As opinion polls show, Mr Kaczyński’s party does appear to be making some progress. The economic and government crises have opened a window of opportunity and in recent months the party has made a major effort to re-focus its core message on to ‘bread and butter’ social and economic issues. Mr Kaczyński has also undertaken an intensive tour of smaller and medium-sized towns, particularly in areas where the party performed badly at the last election, and scored points by simply but effectively criticising the government’s failures and shortcomings, while managing to avoid any major gaffes. At its own congress, which Civic Platform’s special convention was deliberately timed to overshadow, Mr Kaczyński was un-surprisingly re-elected as party leader un-opposed.

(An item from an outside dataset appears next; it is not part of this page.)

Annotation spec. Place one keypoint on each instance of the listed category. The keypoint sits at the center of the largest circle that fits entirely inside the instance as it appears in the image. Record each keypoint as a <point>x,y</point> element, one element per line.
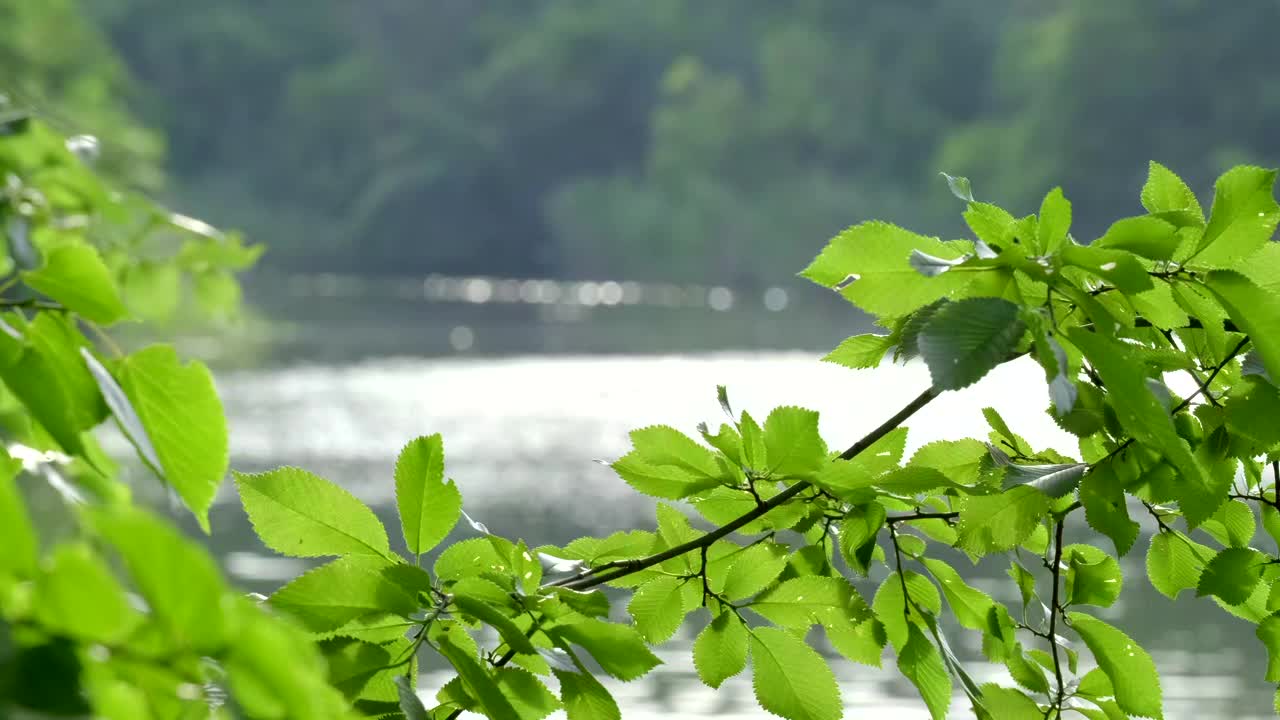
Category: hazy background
<point>533,224</point>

However, given Mr Kaczyński’s knack of returning to the confrontational tone that appears to come more naturally to him, there is still a big question mark over whether Law and Justice and its leader can maintain their focus and self-discipline during the electoral marathon that Poland faces during the next two years. Moreover, while voters may be deserting Mr Tusk’s party they do not yet appear to be moving over to Law and Justice in significant numbers. A strategy based on mobilising its core supporters and de-motivating Civic Platform voters could, in the context of a low turnout, ensure that Law and Justice emerges as the largest party at the next parliamentary election. However, it will not give Mr Kaczyński’s party an outright majority, which no party has achieved in any post-1989 Polish election. Law and Justice appears to have hit a ceiling of around 30% support and needs to develop a more convincing appeal to disillusioned Civic Platform voters if it is to broaden its electoral base much beyond that. Given the party’s low coalition potential, as things currently stand there is a strong chance that Law and Justice could end up the largest party in the new parliament but still be in opposition, which makes Mr Tusk’s overtures to the Democratic Left Alliance appear all the more understandable.